How Pope Francis handles the issues raised in two events, one internal and one external, reveal how comfortable he will sit in the Chair of St. Peter.
As the first pope from the Society of Jesus, his elevation should be a step towards reconciliation between the Roman Catholic Church and the Jesuits, who are now the dissenters inside the Church they were founded to defend.
That spirit of reconciliation was not yet strong enough to prevent the Jesuit’s Boston College from presenting the Irish Prime Minister Enda Kenny an honorary law degree at its May 20 commencement. Kenny, a professed Catholic, leads the effort in Ireland to legalize abortion.
In 2013, Catholic schools do not accidently invite pro-abortion politicians to campus.
Boston’s archbishop Cardinal Sean O’Malley, a fixture at the Catholic university’s graduations in his full scarlet regalia, announced that he would not witness the school celebrating Kenny.
“I am sure that the invitation was made in good faith, long before it came to the attention of the leadership of Boston College that Mr. Kenny is aggressively promoting abortion legislation,” the cardinal said.
“It is my ardent hope that Boston College will work to redress the confusion, disappointment and harm caused by not adhering to the Bishops’ directives,” said the Capuchin, whose phrasing is itself homage to the Jesuits, who once taught William J. Clinton the meaning of “is.”
Francis did not weigh in on the conflict involving Ireland and Boston, both long passed their days as bastions of orthodoxy and loyalty to the Vatican. But, he cannot avoid them indefinitely.
The second event speaks to the uneasiness between the Holy See and the Muslim world.
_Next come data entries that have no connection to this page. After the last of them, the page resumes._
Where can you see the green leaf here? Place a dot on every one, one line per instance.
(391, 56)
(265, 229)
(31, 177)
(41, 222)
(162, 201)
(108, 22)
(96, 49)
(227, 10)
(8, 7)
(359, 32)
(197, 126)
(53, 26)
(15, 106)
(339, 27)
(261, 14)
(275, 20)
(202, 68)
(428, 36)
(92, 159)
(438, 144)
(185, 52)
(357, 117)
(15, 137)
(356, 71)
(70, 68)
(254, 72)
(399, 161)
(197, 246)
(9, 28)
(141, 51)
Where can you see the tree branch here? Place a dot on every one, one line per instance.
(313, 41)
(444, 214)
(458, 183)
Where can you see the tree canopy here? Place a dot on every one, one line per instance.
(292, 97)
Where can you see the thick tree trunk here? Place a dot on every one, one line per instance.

Tensions between the Catholic Church and Islam have been worse, say during the crusades; but as Pope Francis begins his own papacy without the missteps that ruined his predecessor’s attempt to improve the Holy See’s relations with the Muslim world.
Less than three months into his reign, it is too early to judge the damage if any done when Francis canonized 813 Italians, who were beheaded by Muslim raiders because they refused to convert to Islam.
The canonizing of these martyrs to the faith recalls the misstep that hurt Benedict XVI’s relationship with the Muslim world. The occasion was the pope’s Sept. 12, 2006 return to University of Regensberg, the Bavarian college, where he was once a professor.
In a lecture setting, Benedict quoted one the last of the Byzantines, Emperor Manuel II Palaiologos: Show me just what Muhammad brought that was new and there you will find things only evil and inhuman, such as his command to spread by the sword the faith he preached."
The Vatican apologized and explained, but the damage was done. With the war in Iraq raging towards chaos and Ground Zero still an open pit, it was easy for Muslims to read Benedict’s choice of that quote as a knock.
If Francis honoring Italians martyrs, who kept the faith when threatened with the sword of Muhammad, seemed to echo Benedict at Regensberg, there is a good reason. All the paperwork for these martyrs, as well as the other saints canonized that day, was processed and signed off by Benedict.
The teaching authority of the Church is called its magisterium, and each pope develops his own personal magesterium that characterizes his own reign and administration.
The heavy lift for Francis is he is burdened, rightly or wrongly, with developing his magesterium and the one Benedict left undone.
Benedict ascended to the throne of St. Peter with anticipation that he was ready to reform and restrain Vatican bureaucracy. He did not.
As Cardinal Josef Ratzinger, he forged the peace treaty between Rome and the Lutherans, but he stumbled badly trying to reconcile the Holy See with the Society of Pope Pius X, the post-Vatican II splinter church. More tragically, his attempt to resolve the situation with the Underground Church in China and the Communist-sponsored church left things worse than when he started.
As the Western world struggles to reach accommodation with Islam and its extreme and violent elements, Catholics and non-Catholics will look to the Roman pontiff, who leads the institution that created the Western world.
More pressing for Catholics concerned for their Church will be how these Jesuit pope reins in his brother Jesuits and other dissenters, who really threaten the unity of his reign.